Chaucer trabalhou nos Contos da Cantuária a partir de 1386 ou 1387. Existem 84 manuscritos e edições originais, impressas por Caxton, Pynson, Wynkyn de Worde e Thynne.
Os manuscritos mostram que Chaucer deixou dez fragmentos — com tamanhos variados — de seu grande poema. Editores modernos organizaram esses fragmentos no que parece ser a sequência planejada pelo autor, e que foi deduzida a partir das datas e lugares mencionados nos “elos finais” — como são chamados os colóquios dos peregrinos, inseridos entre um conto e outro. Por conveniência, os fragmentos dos manuscritos foram organizados em grupos, de A a I; o grupo B pode ser subdividido em dois, levando a um total de dez grupos.
A acreditar no que diz o “Prólogo geral”, Chaucer pretendia que cada um de seus peregrinos (cerca de trinta) contasse dois contos na estrada rumo à Cantuária, e mais dois no caminho de volta. Ele jamais completou esse imenso projeto, e nem sequer terminou de revisar completamente as partes que conseguiu escrever. Também há uma ou duas pequenas inconsistências que uma pequena revisão poderia ter retificado.
Nesta tradução, seguiu-se a ordem elaborada primeiramente por Frederick J. Furnivall (em 1868) e depois confirmada por Walter W. Skeat (em 1894). Tal sequência proporciona uma narrativa relativamente contínua e consistente, apresentando uma peregrinação que parece ter durado cinco dias (de 16 a 20 de abril) até os arrabaldes de Cantuária. Nesse ponto, Chaucer abandonou o trabalho, com uma escusa por qualquer ressaibo de pecado que pudesse haver em sua obra.

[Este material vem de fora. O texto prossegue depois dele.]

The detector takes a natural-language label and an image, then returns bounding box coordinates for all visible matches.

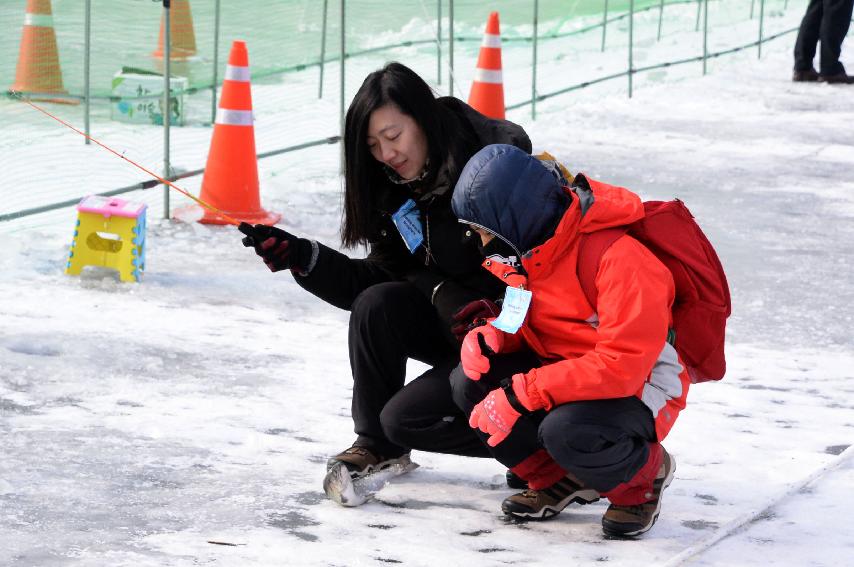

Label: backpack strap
[576,226,628,312]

A ideia de uma coletânea de contos em diversos estilos — adequados aos vários narradores — e unificados formalmente — por meio de um objetivo comum partilhado por todos os narradores — é invenção do próprio Chaucer. Coletâneas de histórias eram comuns à época, mas apenas ele concebeu esse simples mecanismo para assegurar a verossimilhança, a variedade psicológica e a vasta abrangência de temas.
Em toda a literatura, não há nada que se assemelhe ao “Prólogo geral” dos Contos da Cantuária. É o retrato conciso de toda uma nação: ricos e pobres, nobres e humildes, velhos e jovens, homens e mulheres, religiosos e leigos, eruditos e iletrados, honestos e embusteiros; a terra e o mar, a cidade e o campo; tudo está lá, mas sem excessos nem exageros. Além da assombrosa e nuançada clareza com que são apresentados, o traço mais notável nesses personagens é sua normalidade. Eles são a perpétua progênie de homens e mulheres; agudamente individuais, eles formam, estando juntos, uma companhia.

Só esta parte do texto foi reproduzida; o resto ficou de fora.